A variante Delta apresenta características um pouco diferentes. No ano passado, a gente viu que as pessoas apresentavam muita perda do paladar, do olfato, e, com isso, muitas pessoas falavam que estavam com COVID-19. Então, o diagnóstico de COVID-19 em muitas situações acontecia ali naquele padrão baseado nessas próprias características clínicas. No entanto, não quer dizer que isso vai acontecer sempre. No caso da Delta, você tem esses sintomas um pouco diferentes. Eles não têm as mesmas características. O padrão clínico das pessoas não é o mesmo que a gente viu com a variante Gama. As pessoas totalmente vacinadas vão ter um quadro de síndrome gripal, mas, potencialmente, não terão quadro clínico de internação, com falta de ar, como a gente viu com as outras variantes. Temos que vacinar o mais rápido para a gente conseguir um Natal mais seguro. Vamos continuar usando máscara, investir na manutenção do distanciamento físico e na higienização das mãos com álcool gel.
Nesse contexto de ação da variante Delta, que tende a aumentar o número de internações, sobretudo entre não vacinados, é hora de fechar leito hospitalar?
Não é hora de fechar leito, embora tenha havido crescimento importante de leitos. Mais importante do que fechar é saber se eu consigo abrir um leito rapidamente se houver necessidade. Há locais que fecharam todos os leitos. É isso que me preocupa, pois a velocidade de transmissão da Delta é muito grande. A gente pode ter uma consequência muito trágica do aumento da transmissão que é a mortalidade por desassistência, como aconteceu em Manaus por falta de leitos. Estamos na pandemia, ela ainda não acabou para começarmos a desarmar a barraca.
A Delta Plus, que é uma subvariante da nova cepa, foi identificada em pelo menos 30 países. Como podemos defini-la?
A variante Delta apresenta uma série de mudanças naquela proteína chamada spike, que parece um espinho do lado de fora do vírus. A variante Delta Plus tem mais mutações naquelas áreas, sofreram mais mudanças. A clareza do que representam essas mudanças, como virulência, ainda não estão bem descritas. Estamos acompanhando. A mesma coisa ocorre com a Gama, que tem a Gama Plus. Tivemos agora a variante P.1.1.7. Isso vai acontecer e continuar acontecendo.
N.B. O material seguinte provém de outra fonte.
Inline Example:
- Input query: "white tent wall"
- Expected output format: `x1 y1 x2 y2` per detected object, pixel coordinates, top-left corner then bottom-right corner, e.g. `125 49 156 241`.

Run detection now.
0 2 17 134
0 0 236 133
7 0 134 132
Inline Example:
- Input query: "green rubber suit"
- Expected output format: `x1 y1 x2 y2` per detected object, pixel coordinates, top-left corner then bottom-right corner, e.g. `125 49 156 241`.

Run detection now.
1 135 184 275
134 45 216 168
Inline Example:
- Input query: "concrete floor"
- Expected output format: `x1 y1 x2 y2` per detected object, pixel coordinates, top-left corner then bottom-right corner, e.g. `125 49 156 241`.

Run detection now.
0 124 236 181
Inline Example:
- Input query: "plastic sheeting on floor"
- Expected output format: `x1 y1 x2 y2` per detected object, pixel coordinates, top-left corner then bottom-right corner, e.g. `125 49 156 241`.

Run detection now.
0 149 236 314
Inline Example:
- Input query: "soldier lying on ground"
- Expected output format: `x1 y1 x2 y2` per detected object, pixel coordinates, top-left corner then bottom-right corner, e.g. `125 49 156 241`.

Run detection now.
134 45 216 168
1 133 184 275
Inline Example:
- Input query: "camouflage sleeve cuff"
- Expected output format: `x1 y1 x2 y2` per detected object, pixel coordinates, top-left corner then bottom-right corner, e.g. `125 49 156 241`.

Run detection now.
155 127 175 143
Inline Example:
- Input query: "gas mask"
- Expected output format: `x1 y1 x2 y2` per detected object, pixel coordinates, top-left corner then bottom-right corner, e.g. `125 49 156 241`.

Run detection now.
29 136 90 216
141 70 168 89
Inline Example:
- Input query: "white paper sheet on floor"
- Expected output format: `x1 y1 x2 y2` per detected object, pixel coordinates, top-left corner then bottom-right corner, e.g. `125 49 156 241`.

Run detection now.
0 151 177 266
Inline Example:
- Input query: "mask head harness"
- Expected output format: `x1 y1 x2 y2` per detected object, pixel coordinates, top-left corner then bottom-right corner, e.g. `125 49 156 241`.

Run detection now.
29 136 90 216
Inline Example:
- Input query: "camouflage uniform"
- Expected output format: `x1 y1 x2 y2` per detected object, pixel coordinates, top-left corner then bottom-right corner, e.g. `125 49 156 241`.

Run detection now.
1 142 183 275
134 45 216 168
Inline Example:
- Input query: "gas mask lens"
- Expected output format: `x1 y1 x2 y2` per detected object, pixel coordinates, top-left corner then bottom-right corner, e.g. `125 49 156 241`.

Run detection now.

Repito: isso ocorre porque estamos com um nível de transmissão e um número absurdo de mortes, que, apesar de estar em queda, ainda em patamares muito elevados. O Brasil está com R0 de 0,9, variando de 0,9 a 1. Ou seja, estamos num platô. Não caímos. A impressão de que estamos caindo é porque estamos comparando com a montanha. Se tivéssemos olhando para o horizonte, estaríamos em um platô. Minas Gerais está com R0 variando entre 0,6 e 0,8. Ou seja, uma queda maior, mas temos outros estados com taxas menores ou maiores.
O presidente Jair Bolsonaro disse que “tem gente que tomou as duas doses de CoronaVac e está morrendo”. Como esse tipo de discurso repercute?
É surreal. Lamento muito essa fala de uma autoridade. Não é só ele. Tenho visto autoridades e órgãos importantes falando que máscara não tem efeito, estamos vendo de tudo. Esse pessoal está brincando com a vida das pessoas. Houve o episódio lamentável do Tarcísio Meira, uma pessoa querida que teve um papel importante. Pessoas assim, com idade avançada, têm desgastes naturais do organismo. A chance de uma pessoa totalmente vacinada morrer por causa de uma infecção da COVID é de 0,0003%. É muito baixo. A maior parte das pessoas terão um mal-estar que vai durar dois, três dias. Alguma pessoa imunizada pode ter alguma complicação e morrer? Pode, mas isso acontece em se tratando de todas as vacinas e em qualquer condição. A vacina não é uma proteção individual. É uma proteção coletiva. Quanto mais gente vacinada, menor será a possibilidade de termos casos graves. A CoronaVac está protegendo. Só não há mais óbitos no Brasil por causa da CoronaVac, porque foi ela que protegeu, principalmente, as pessoas mais vulneráveis. Devemos a nossa vida ao Butantan.